The prospect of a prolonged economic downturn has hit businesses hard, but the frozen capital markets have had a particularly chilling effect on startups — and the investors that fund them.
In a normal year, legions of entrepreneurs get funding from private investors who like their concept. It's called venture capitalism. The idea is for a young company to incubate and grow on this private money for a few years. If the concept works, it all pays off when the company is sold.
But if there's no buyer, there's no payoff.
The president of the National Venture Capital Association, Mark Heesen, says when that happens, the company just sits.
"Just like you have a teenager that you thought would be out of the house by now, we have companies that we thought we would have sold or have gone public by now and they're still at home," Heesen says.
During the first three quarters of 2008, the association says only six venture-backed companies sold shares to the public through initial public offerings. That compares with 86 IPOs in 2007.
"We saw zero IPOs in the second quarter of 2008," Heesen says. "That's the first time in the 30 years that we've been tracking this that we've never had an IPO in a quarter."

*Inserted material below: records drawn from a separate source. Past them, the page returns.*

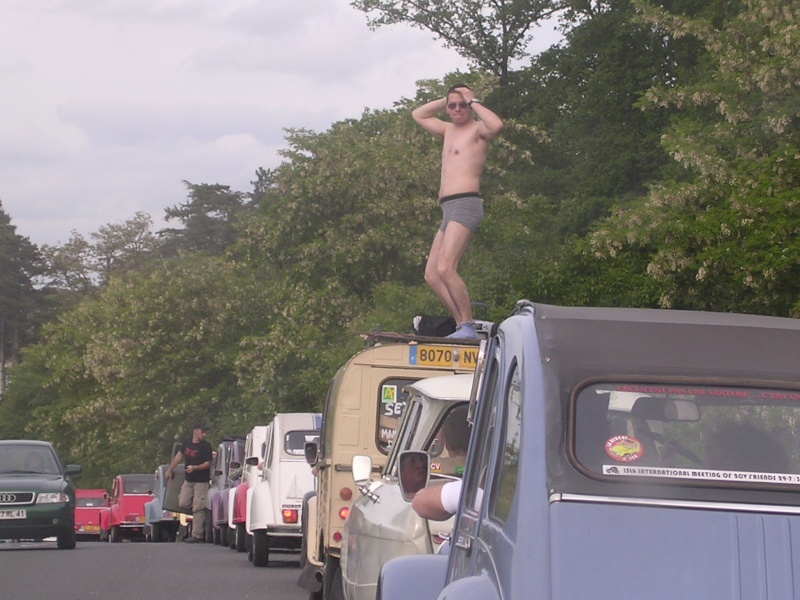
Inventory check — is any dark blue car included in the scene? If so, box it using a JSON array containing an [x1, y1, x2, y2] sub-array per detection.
[[378, 302, 800, 600], [0, 440, 81, 550]]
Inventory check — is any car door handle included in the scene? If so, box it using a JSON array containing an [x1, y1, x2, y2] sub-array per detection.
[[455, 533, 472, 554]]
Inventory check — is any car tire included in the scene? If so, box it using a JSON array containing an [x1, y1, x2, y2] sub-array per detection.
[[228, 526, 236, 550], [56, 529, 77, 550], [236, 523, 247, 552], [322, 558, 344, 600], [253, 529, 269, 567], [204, 510, 214, 544]]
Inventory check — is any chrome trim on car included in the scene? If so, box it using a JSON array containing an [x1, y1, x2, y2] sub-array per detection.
[[549, 494, 800, 515], [0, 492, 34, 506]]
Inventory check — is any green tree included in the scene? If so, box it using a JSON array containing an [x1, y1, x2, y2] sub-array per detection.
[[159, 183, 250, 256], [0, 202, 41, 396], [590, 0, 800, 316], [351, 0, 559, 85]]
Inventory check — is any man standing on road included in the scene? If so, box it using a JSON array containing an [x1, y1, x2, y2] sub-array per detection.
[[411, 84, 503, 339], [166, 423, 213, 544]]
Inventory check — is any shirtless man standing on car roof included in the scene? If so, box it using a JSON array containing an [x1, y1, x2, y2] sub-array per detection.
[[411, 84, 503, 339]]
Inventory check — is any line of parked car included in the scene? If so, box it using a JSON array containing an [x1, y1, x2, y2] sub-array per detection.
[[6, 301, 800, 600], [75, 413, 322, 566]]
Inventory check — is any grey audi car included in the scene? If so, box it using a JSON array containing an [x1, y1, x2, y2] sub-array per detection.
[[0, 440, 81, 550]]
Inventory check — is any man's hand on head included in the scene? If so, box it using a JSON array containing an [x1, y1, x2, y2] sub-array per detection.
[[453, 87, 475, 102]]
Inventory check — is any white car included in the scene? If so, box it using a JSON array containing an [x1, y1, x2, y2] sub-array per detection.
[[228, 425, 269, 552], [246, 413, 322, 567]]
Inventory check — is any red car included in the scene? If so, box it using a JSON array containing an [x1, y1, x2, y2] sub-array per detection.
[[100, 474, 153, 544], [75, 489, 110, 540]]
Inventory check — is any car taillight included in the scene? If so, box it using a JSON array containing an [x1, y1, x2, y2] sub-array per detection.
[[282, 508, 297, 523]]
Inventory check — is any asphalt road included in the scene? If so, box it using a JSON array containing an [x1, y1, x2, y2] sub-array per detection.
[[0, 541, 308, 600]]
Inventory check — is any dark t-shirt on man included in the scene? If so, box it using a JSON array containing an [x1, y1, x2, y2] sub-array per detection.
[[181, 440, 213, 483]]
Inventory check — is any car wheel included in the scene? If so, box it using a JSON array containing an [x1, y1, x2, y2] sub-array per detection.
[[253, 529, 269, 567], [322, 558, 344, 600], [205, 510, 214, 544], [56, 529, 76, 550], [236, 523, 247, 552]]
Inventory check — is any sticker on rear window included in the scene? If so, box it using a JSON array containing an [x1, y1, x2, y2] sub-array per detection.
[[606, 435, 644, 462]]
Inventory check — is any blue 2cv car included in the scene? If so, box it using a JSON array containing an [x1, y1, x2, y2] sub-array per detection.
[[378, 302, 800, 600]]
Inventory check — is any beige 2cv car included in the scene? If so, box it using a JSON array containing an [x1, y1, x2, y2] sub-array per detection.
[[340, 375, 474, 600], [297, 334, 479, 600]]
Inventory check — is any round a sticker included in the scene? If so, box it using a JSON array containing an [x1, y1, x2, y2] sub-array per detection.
[[606, 435, 644, 462]]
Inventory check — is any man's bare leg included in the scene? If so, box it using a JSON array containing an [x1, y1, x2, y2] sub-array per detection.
[[425, 221, 472, 325], [425, 230, 459, 323]]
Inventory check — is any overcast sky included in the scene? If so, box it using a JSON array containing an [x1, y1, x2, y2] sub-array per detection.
[[0, 0, 555, 245]]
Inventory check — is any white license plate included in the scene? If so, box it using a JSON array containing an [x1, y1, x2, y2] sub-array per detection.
[[0, 508, 26, 519]]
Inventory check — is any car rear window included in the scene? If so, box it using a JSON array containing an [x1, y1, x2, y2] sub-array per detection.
[[283, 430, 319, 456], [75, 498, 106, 508], [572, 382, 800, 489]]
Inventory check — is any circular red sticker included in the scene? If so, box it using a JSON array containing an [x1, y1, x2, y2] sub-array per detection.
[[606, 435, 644, 462]]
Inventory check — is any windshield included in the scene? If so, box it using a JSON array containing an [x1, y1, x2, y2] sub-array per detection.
[[283, 430, 319, 456], [574, 383, 800, 486], [386, 402, 470, 477], [122, 475, 153, 494], [0, 444, 61, 475]]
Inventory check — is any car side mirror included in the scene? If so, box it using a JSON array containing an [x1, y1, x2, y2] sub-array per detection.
[[303, 442, 319, 467], [351, 455, 372, 488], [398, 450, 431, 502]]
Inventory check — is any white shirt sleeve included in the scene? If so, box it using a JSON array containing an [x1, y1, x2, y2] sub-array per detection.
[[441, 479, 461, 515]]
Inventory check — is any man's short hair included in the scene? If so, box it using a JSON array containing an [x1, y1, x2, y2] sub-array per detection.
[[447, 83, 472, 96]]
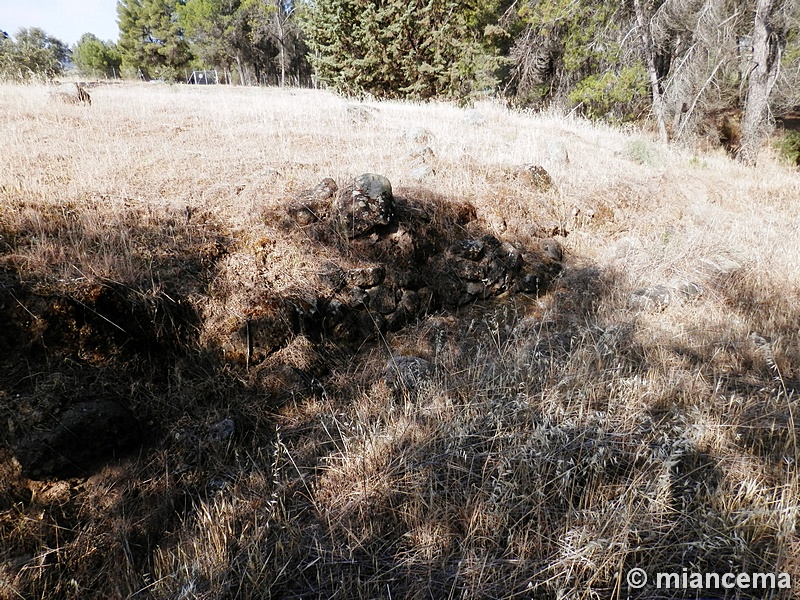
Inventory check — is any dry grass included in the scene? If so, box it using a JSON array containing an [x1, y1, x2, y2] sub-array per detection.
[[0, 84, 800, 599]]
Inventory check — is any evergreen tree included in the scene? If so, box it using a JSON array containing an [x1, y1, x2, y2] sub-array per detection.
[[305, 0, 504, 99], [117, 0, 192, 81], [72, 33, 122, 77], [0, 27, 70, 81]]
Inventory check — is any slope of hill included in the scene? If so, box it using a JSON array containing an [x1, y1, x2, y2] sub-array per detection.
[[0, 84, 800, 599]]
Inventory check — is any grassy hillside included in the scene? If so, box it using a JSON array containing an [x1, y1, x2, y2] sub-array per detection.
[[0, 84, 800, 599]]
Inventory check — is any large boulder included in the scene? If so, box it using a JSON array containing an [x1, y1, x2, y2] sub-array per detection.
[[338, 173, 394, 238]]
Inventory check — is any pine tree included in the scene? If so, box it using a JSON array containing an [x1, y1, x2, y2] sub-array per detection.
[[72, 33, 122, 77], [305, 0, 504, 100], [117, 0, 192, 80]]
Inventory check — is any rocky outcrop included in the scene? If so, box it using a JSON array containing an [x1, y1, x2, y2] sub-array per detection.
[[248, 175, 563, 365], [13, 399, 141, 479], [336, 173, 394, 238]]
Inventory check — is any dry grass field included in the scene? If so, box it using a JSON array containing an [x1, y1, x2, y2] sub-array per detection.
[[0, 84, 800, 600]]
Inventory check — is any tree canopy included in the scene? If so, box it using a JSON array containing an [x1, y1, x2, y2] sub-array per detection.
[[0, 27, 70, 81], [72, 33, 122, 77]]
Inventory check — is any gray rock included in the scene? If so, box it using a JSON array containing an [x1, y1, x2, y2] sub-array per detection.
[[628, 285, 672, 310], [539, 238, 564, 262], [547, 140, 569, 165], [368, 285, 397, 315], [211, 418, 236, 442], [347, 265, 386, 288], [449, 240, 484, 260], [344, 287, 369, 308], [517, 261, 561, 294], [403, 127, 436, 148], [338, 173, 394, 238], [409, 165, 435, 181], [345, 104, 377, 123], [317, 262, 345, 292], [462, 110, 486, 127], [519, 164, 555, 192], [409, 146, 436, 166], [311, 177, 339, 200], [673, 281, 703, 300], [453, 260, 486, 281], [384, 356, 433, 391]]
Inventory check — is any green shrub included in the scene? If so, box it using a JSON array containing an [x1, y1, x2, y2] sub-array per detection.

One of those shelved sales was a company called Convio, which designs software that helps nonprofits track and communicate with donors. Convio had hoped to sell shares to the public earlier this year. But when it came time to pull the trigger, Chief Financial Officer Jim Offerdahl says, there simply was no interest from investors.
"We decided that good companies don't go public in bad markets," Offerdahl says. Convio scrapped its IPO plans in August.
If the scenario continues, venture capitalists face the prospect of having to fund companies for longer before cashing in.
Trevor Loy, managing partner for Flywheel Ventures in Santa Fe, N.M., says this is starting to happen to his company. Flywheel has $40 million invested in 23 companies.
In order for his fund to keep investing in new ventures, he needs his current companies to find their own money source. And in order for that to happen, the stock market and the economy need to recover.
This is because, historically, it's the private investors who've been willing to take risks on new technologies, Loy says. He notes that bigger, more established companies tend not to fund revolutionary ideas. Companies such as Google and Apple and many companies in biotech and "green technology" started out with seed capital from private firms.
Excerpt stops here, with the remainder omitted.